Mortgage lenders have long provided borrowers with ways to roll various expenses into their new home loan.
You can include loan fees and closing costs into your total loan balance. Some homeowners even ask to borrow more than the actual price of the home, so they can use that cash on necessary upgrades and repairs.
Before now, you could never roll something like student loan debt into a new or refinanced mortgage. But thanks to companies like SoFi, that’s changing.
SoFi has partnered with Fannie Mae to offer a financial product that allows you to roll your student loans into the balance of your refinanced home loan. It’s called a student loan payoff refi, and it could benefit millions of homeowners who also carry student debt.
Curious about how this product works? Here’s what you need to know before trying a student loan payoff refi for yourself.
What’s a student loan payoff refi?
SoFi’s new financing option allows you to pay off your student loans through a cash-out refinance. You make your student loan debt part of the new mortgage you originate when you refinance your home.
With a student loan payoff refi, the lender takes your student loan balance and consolidates that with your existing mortgage. Then, they refinance the total into a new mortgage loan. At this point, your student loan debt balance is completely repaid and you’re free of that particular debt.
The biggest benefit: lower interest rates
That doesn’t mean the amount you owed on your loans just disappears — whatever student debt balance you carried is now part of your new mortgage loan. You still need to pay back the same amount of money, but a student loan payoff refi allows you to do so in a way that may be more manageable for you.
Mortgage loan terms usually range from 15 to 30 years. Consolidating your loans with your mortgage refinance could generate lower monthly payments for you if your student loans came with a shorter term than your home loan.

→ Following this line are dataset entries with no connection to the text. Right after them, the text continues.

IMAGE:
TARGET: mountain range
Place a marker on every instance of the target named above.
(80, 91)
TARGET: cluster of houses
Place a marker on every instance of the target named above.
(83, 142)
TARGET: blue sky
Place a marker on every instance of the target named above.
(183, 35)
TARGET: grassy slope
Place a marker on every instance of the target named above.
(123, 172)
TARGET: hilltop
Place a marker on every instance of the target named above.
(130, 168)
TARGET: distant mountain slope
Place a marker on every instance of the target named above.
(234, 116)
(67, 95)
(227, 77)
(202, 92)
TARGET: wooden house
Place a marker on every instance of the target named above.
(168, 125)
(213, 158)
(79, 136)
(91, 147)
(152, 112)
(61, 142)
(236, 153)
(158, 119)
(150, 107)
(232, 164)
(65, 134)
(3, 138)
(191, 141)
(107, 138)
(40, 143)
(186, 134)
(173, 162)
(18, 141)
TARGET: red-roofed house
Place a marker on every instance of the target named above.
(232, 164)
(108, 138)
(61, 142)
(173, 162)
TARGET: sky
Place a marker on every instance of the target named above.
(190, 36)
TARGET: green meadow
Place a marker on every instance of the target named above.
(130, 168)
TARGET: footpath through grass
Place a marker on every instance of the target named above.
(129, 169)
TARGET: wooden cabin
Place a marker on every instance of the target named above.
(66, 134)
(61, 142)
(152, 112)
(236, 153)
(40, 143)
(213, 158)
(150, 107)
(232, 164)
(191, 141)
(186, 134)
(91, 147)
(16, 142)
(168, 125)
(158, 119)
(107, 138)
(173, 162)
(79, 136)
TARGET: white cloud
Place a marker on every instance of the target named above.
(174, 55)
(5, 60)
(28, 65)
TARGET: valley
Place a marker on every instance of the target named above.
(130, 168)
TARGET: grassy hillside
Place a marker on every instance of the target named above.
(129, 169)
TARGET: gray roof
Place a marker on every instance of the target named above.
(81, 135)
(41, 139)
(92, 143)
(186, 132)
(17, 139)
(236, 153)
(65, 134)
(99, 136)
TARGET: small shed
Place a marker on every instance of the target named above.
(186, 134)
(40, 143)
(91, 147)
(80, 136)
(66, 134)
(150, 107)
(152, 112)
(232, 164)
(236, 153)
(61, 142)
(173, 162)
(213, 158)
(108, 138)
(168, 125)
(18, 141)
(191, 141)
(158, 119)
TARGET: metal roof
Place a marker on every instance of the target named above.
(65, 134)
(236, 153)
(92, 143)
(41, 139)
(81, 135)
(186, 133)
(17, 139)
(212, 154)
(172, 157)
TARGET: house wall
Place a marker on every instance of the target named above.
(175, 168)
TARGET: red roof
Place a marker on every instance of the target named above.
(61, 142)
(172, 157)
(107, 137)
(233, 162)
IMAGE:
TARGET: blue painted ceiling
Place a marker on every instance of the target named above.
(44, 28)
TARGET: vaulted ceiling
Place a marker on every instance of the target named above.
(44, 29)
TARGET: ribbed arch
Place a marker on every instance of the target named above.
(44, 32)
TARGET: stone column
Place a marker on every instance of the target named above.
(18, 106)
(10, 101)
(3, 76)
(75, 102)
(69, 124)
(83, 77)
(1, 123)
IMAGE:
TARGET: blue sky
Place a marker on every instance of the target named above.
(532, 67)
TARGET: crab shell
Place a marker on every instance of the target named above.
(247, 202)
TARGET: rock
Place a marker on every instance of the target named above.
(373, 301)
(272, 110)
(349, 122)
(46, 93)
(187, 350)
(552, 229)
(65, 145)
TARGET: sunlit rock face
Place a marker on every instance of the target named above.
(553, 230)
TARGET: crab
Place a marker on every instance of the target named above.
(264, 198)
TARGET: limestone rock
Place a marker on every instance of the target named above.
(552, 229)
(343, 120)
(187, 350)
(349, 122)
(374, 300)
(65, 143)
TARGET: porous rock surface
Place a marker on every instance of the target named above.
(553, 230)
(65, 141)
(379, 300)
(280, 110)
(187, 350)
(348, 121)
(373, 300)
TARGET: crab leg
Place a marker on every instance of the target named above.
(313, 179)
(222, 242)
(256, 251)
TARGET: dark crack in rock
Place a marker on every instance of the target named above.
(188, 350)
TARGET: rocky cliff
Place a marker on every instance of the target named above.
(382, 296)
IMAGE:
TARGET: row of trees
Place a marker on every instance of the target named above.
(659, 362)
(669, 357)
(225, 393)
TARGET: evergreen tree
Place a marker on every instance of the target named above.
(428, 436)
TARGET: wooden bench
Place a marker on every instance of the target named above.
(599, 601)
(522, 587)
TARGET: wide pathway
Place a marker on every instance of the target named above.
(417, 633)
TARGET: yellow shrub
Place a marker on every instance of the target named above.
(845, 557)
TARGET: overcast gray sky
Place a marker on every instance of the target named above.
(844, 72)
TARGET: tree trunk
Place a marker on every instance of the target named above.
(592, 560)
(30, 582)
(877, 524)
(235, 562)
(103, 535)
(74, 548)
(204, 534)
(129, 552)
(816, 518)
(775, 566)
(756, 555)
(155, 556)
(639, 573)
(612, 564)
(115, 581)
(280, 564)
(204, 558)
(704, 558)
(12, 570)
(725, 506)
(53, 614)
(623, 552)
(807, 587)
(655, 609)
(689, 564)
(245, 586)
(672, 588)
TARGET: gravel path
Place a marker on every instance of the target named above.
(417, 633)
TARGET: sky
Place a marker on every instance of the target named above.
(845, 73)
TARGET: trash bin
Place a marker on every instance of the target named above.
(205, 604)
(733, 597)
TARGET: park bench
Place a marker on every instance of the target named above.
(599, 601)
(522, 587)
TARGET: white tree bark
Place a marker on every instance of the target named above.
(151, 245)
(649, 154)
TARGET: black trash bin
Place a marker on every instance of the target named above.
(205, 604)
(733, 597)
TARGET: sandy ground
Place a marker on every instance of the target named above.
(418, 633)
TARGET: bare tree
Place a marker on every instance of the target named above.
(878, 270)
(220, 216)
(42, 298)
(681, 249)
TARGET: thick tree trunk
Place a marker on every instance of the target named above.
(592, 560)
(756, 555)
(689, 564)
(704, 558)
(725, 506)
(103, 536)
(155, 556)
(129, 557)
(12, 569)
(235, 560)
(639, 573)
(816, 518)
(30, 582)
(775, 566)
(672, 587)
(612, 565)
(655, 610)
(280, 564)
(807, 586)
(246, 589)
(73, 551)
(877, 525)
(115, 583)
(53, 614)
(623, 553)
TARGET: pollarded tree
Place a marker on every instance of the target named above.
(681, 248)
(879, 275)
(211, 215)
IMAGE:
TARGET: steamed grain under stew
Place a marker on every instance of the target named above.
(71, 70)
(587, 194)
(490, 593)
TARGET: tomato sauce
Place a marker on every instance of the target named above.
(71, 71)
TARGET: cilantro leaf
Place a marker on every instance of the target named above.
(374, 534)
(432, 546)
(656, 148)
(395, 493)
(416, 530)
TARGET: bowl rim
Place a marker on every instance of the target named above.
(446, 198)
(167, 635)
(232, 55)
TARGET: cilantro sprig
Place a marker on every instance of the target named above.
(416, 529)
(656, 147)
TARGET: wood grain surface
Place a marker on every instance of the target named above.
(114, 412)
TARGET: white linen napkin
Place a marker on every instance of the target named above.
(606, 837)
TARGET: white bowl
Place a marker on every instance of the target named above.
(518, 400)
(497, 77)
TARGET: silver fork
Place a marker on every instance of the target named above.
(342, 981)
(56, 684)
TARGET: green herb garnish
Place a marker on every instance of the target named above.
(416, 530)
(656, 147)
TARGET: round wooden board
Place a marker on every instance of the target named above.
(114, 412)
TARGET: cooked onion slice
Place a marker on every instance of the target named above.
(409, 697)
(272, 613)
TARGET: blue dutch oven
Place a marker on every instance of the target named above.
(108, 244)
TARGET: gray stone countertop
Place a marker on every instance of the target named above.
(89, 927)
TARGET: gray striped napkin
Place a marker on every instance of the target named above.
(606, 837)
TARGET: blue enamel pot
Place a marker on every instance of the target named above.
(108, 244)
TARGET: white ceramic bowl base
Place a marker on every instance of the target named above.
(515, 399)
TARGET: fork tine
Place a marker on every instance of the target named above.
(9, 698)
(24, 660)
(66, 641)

Thanks to interest rates on mortgages remaining low, consolidating your student loans into a refinance on your home could provide you with a lower interest rate, too.
Federal student loan interest rates depend on what type of loan you have. You could pay over 6% in interest, and private student loans usually feature even higher rates.
A 30-year, fixed-rate mortgage, however, has an average interest rate around 3.6%. Depending on the type of student loan you have and the interest rate you can qualify for with your refi, you could cut your interest rate on your student debt in half.
The drawbacks of a student loan payoff refi
This can provide a great opportunity for the right individual, but getting a lower interest rate isn’t guaranteed. You may not save much in interest if your rate stays the same.
You could even end up paying more in interest if you stretch out the loan term too long. The faster you repay your student loans, the less in interest you’ll pay over time.
A student loan payoff refi can reduce your monthly payments when you lengthen the loan term. That helps your day-to-day cash flow, but it could cost you a lot in the end because you took so long to repay that debt.
Refinancing doesn’t come without drawbacks. Lengthening the loan term and paying more in interest applies to your mortgage, too, and originating a new home loan means incurring new fees.
A refi can benefit you, but you must run the numbers first.
What does the math show? Do you come out ahead if you refinance and consolidate your student loans? Or does it cost you more by the time you’re done paying off all the debt?
You may still decide paying more over time is worth it if a refinance provides your cash flow with immediate relief. If you struggle with making your mortgage payment and your student loan payment each month, a refinance could help if it lessens your total monthly burden now.
Does it make sense to combine refinancing with student loan repayment?
A student loan payoff refi is a completely new product exclusive to SoFi for now. It’s designed to help homeowners better manage their student loan debt and can help you quickly pay off your student loans so you can focus on paying your mortgage.
But reaching instant freedom from your student debt may come with a cost that simply doesn’t make sense for your situation. Run the numbers for a variety of situations to see where you make out the best financially.
Remember the other options you can exercise, too, including refinancing your mortgage without rolling other balances into the new loan. You can also look into refinancing your student loans independently, or check to see if you could benefit from student loan repayment programs.